Our Monthly Throughput vs. Harness Build-Out

Every few months a more capable model arrives, and a familiar question follows: how much faster will this make us? I think it is the wrong question. The teams pulling ahead are not the ones with early access to the best model. They are the ones who built the scaffolding that turns any model into shipped work. The model matters, but it is the part you don’t control and didn’t build. The compounding happens somewhere else: in the harness you wrap around it.

What Actually Sped Up?

Start with the frontier. In a recent essay on what it calls recursive self-improvement, Anthropic describes AI systems taking over a growing share of AI development itself.

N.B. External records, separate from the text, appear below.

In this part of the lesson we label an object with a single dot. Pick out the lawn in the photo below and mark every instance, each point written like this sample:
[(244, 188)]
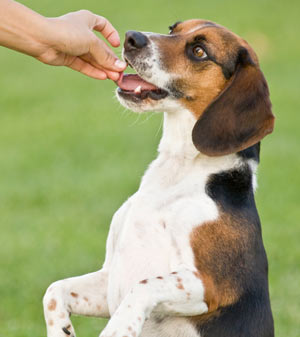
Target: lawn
[(70, 155)]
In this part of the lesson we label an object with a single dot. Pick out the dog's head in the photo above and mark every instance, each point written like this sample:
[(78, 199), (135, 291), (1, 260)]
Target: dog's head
[(206, 69)]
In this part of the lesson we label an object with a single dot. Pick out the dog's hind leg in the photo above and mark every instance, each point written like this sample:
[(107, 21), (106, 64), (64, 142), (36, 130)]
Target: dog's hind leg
[(81, 295)]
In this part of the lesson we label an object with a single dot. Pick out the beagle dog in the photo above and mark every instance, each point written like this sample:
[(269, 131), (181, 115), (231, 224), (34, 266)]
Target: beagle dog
[(184, 255)]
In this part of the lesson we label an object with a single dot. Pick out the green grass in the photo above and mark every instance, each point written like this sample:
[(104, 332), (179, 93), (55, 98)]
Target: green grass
[(70, 155)]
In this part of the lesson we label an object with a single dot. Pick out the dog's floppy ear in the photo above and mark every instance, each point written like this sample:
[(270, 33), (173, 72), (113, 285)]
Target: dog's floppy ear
[(241, 114)]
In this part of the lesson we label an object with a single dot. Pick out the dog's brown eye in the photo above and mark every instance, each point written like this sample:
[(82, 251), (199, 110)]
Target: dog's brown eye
[(199, 52)]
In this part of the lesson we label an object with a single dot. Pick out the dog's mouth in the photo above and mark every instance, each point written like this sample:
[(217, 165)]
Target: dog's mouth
[(132, 86)]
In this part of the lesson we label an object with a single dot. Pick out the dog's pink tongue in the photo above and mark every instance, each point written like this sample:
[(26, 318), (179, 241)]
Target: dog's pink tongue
[(130, 82)]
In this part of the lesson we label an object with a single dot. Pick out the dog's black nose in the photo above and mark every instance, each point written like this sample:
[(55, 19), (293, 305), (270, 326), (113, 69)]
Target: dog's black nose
[(135, 40)]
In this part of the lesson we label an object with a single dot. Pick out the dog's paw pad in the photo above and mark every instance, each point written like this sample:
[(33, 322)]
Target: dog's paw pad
[(66, 331)]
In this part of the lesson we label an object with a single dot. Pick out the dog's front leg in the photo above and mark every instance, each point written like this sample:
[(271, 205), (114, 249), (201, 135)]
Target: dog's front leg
[(82, 295), (179, 293)]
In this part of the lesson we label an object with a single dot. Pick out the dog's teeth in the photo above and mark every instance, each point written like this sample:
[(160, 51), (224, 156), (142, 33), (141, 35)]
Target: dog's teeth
[(138, 90)]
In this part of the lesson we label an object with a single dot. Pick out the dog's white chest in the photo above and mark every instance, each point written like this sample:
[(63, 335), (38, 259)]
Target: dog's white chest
[(154, 237)]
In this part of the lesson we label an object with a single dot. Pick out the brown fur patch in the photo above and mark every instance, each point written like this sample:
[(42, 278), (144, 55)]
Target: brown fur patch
[(52, 305), (221, 250)]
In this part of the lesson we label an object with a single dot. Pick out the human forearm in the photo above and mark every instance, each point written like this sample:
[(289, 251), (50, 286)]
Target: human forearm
[(68, 40)]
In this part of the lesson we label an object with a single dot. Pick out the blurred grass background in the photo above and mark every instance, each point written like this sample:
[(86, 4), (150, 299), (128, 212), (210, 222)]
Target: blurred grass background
[(70, 155)]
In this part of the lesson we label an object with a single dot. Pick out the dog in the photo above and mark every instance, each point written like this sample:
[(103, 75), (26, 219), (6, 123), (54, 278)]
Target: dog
[(184, 255)]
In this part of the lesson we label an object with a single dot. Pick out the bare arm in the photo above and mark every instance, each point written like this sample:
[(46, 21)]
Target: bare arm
[(68, 40)]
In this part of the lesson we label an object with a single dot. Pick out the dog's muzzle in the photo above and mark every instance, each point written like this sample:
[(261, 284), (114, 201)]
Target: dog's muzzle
[(132, 86)]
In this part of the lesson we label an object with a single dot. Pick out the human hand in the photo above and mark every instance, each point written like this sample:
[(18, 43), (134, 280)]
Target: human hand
[(70, 41)]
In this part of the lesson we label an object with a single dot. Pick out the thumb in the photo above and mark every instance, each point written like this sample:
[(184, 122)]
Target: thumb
[(104, 57)]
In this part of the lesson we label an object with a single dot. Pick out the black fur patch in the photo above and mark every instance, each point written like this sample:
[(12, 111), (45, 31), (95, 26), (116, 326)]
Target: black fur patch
[(232, 190), (251, 315), (251, 152)]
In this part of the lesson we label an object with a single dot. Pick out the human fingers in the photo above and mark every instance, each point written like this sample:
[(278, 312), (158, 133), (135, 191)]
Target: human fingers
[(103, 26), (104, 57), (87, 69)]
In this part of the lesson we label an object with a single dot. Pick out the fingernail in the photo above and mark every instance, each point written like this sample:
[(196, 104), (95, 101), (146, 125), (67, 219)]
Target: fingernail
[(120, 64)]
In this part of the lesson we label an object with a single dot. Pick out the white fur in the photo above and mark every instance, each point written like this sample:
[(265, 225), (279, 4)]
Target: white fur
[(150, 237)]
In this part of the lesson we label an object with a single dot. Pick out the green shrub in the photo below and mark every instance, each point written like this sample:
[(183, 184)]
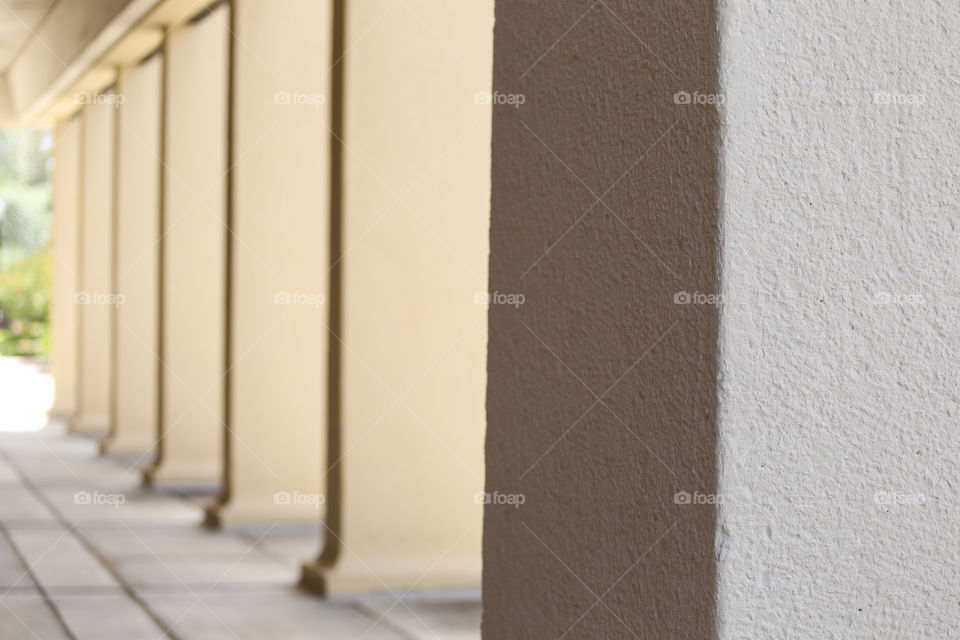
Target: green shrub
[(25, 306)]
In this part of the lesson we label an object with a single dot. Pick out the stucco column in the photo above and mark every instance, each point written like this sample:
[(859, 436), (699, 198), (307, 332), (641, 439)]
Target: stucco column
[(405, 461), (730, 398), (193, 250), (134, 428), (839, 454), (64, 319), (280, 222), (96, 297)]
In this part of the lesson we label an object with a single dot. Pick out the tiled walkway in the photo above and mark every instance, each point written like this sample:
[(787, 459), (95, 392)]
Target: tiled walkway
[(86, 553)]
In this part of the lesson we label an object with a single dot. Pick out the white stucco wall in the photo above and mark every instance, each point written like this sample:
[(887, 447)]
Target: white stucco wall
[(839, 334)]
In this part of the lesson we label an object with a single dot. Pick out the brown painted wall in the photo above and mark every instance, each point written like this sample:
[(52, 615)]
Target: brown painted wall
[(602, 391)]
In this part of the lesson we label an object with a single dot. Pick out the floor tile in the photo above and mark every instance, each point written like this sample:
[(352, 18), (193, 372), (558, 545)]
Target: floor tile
[(85, 616), (26, 616)]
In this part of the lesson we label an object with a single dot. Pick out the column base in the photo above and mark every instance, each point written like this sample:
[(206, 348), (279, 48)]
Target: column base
[(395, 573), (263, 511), (89, 424)]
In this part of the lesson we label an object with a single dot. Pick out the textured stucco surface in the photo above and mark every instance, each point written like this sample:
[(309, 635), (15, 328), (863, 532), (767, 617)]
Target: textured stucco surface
[(138, 260), (601, 394), (834, 205), (194, 253)]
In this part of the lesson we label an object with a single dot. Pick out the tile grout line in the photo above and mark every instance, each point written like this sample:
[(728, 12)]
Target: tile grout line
[(71, 529), (383, 621), (28, 573)]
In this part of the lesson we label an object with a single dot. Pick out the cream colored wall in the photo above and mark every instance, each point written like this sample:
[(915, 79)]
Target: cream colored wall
[(416, 228), (280, 258), (135, 419), (96, 298), (194, 271), (65, 242)]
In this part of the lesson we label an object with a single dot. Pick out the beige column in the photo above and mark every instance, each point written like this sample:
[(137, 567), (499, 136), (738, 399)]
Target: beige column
[(134, 428), (96, 298), (280, 262), (408, 448), (193, 271), (64, 317)]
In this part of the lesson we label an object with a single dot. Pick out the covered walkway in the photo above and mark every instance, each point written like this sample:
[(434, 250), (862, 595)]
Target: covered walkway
[(87, 552)]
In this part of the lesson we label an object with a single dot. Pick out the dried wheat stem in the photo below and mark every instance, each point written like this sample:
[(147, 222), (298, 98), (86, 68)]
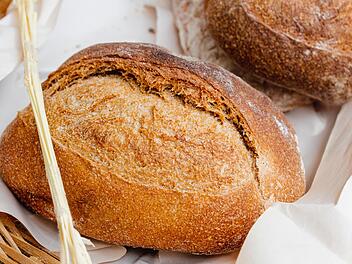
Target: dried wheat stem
[(72, 247)]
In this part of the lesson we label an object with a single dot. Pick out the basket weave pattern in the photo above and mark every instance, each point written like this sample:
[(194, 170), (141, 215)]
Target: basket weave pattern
[(18, 246)]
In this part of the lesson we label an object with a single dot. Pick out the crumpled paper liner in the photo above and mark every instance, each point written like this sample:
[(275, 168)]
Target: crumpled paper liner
[(10, 44), (312, 125)]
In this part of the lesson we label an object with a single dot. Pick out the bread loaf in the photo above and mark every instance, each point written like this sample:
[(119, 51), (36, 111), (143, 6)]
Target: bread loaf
[(302, 45), (155, 151), (197, 41)]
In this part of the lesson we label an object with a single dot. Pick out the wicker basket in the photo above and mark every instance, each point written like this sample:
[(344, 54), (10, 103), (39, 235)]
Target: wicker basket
[(18, 246)]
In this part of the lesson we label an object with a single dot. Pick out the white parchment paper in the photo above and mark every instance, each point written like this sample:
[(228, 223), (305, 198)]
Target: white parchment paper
[(293, 229)]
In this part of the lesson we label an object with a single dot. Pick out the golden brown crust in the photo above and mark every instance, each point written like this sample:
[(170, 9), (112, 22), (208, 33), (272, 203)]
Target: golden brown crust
[(197, 41), (110, 208), (301, 45)]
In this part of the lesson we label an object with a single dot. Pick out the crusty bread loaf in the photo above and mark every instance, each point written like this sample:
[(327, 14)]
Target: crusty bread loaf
[(197, 41), (302, 45), (155, 151)]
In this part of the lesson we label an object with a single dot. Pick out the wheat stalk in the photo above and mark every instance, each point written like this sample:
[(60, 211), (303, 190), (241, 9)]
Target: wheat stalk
[(72, 246)]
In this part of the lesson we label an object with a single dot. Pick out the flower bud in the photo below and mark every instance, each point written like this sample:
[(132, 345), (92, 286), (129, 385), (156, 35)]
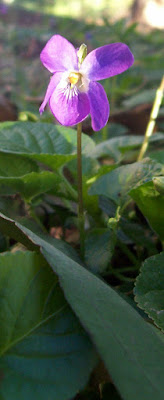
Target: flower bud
[(159, 184)]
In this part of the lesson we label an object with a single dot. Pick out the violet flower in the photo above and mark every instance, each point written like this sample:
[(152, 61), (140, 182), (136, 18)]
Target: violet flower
[(73, 91)]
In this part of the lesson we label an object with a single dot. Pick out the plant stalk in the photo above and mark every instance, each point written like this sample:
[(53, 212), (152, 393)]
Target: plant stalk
[(152, 119), (80, 191)]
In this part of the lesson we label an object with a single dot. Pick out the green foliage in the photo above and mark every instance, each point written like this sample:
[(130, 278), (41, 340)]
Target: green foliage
[(99, 249), (116, 184), (149, 289), (106, 316), (150, 202), (50, 330), (44, 143), (44, 351)]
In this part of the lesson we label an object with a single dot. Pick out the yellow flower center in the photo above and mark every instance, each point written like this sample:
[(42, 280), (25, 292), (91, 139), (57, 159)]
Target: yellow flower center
[(74, 77)]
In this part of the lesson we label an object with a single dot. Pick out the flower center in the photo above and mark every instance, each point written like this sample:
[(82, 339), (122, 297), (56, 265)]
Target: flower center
[(74, 77)]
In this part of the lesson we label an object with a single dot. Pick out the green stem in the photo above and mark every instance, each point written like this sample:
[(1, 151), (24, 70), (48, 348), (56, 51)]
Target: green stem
[(152, 119), (80, 191)]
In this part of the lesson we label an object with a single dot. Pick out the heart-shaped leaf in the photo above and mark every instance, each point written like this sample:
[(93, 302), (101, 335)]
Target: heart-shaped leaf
[(131, 349), (44, 351), (46, 143)]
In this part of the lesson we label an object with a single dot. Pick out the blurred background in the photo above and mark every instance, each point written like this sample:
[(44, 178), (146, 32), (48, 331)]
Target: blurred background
[(26, 25)]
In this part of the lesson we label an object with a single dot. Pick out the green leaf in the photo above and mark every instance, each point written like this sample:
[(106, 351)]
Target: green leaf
[(150, 202), (159, 184), (157, 156), (30, 185), (10, 165), (149, 290), (112, 147), (145, 96), (132, 350), (116, 184), (99, 248), (46, 143), (44, 351)]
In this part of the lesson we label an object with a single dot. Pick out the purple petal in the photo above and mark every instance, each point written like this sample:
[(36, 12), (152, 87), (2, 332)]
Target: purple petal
[(54, 80), (99, 106), (69, 108), (59, 55), (106, 61)]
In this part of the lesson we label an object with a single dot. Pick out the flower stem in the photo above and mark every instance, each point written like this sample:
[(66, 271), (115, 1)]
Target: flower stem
[(152, 119), (80, 191)]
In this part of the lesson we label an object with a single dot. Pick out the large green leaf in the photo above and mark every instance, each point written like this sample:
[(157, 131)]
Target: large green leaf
[(149, 290), (131, 349), (151, 203), (111, 147), (10, 165), (47, 143), (44, 351), (30, 185), (116, 184)]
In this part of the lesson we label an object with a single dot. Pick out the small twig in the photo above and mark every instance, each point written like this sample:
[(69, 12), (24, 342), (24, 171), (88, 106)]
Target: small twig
[(152, 119)]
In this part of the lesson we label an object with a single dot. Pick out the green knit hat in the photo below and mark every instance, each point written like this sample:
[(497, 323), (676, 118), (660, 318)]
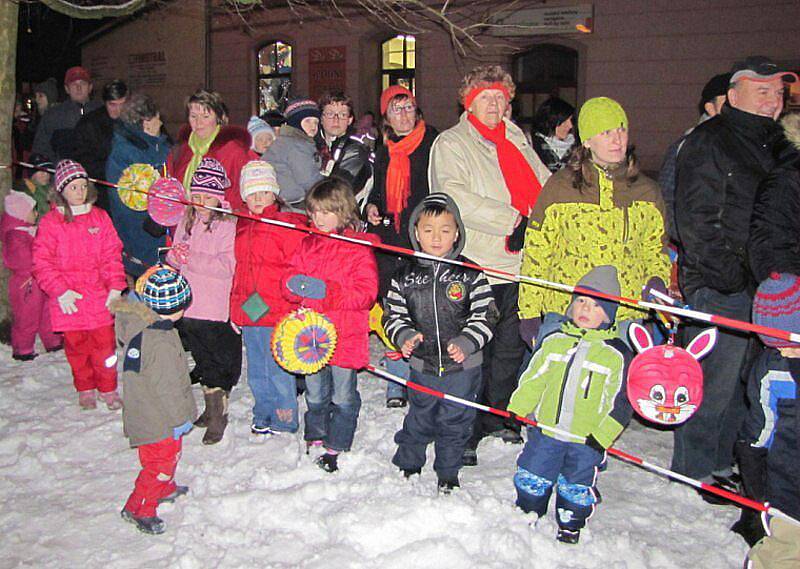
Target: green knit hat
[(599, 115)]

The headline numbers are striking: a large majority of merged code now authored by the model, engineers shipping many times more per day than two years ago, and the duration of tasks an agent can complete reliably roughly doubling on a months-long cadence, per measurements from the research group METR.

Read quickly, that sounds like a story about models getting smarter. Read closely, it is a story about where the work goes when generation gets cheap. Anthropic is blunt about the consequence: as writing code stops being the constraint, “human code review has become a new bottleneck.” The doing got fast. The deciding did not.

Log-scale chart from METR showing the length of tasks that frontier AI agents can complete with 50% reliability doubling roughly every seven months from 2019 to 2025. — The length of tasks (measured by how long they take human professionals) that generalist frontier model agents can complete autonomously with 50% reliability has been doubling approximately every 7 months for the last 6 years. The shaded region represents 95% CI calculated by hierarchical bootstrap over task families, tasks, and task attempts.Source: METR, “Measuring AI Ability to Complete Long Tasks” (2025).

That is the pattern worth holding onto. When generation approaches free, the scarce resource is no longer production. It is judgment, review, and integration, the work of deciding what is worth shipping and who is accountable for it. And that matters because judgment does not speed up because the model got better at writing. It speeds up because you built something around the model to absorb the new volume.

The Inflection Wasn’t a Model Release

We build infrastructure for managing AI-generated assets, which means we live inside our own argument. A small team ships a lot of software, and we use AI coding agents heavily to do it. So we went looking, in our own history, for the moment things changed.

What we expected to find was a step change lined up with a model release. A better model lands, output jumps. That is the intuitive story. It is not what the record shows. Our throughput inflected, and then stayed elevated, not at a model boundary but at the point where we built reusable scaffolding around the agent: codified procedures the agent could invoke, specialized sub-agents for multi-step workflows, and automated checks that ran at the edges of every session. The capability of the underlying model kept improving in the background, steadily and usefully. But the visible change in how much we shipped tracked the tooling we built, not the version number we happened to be running.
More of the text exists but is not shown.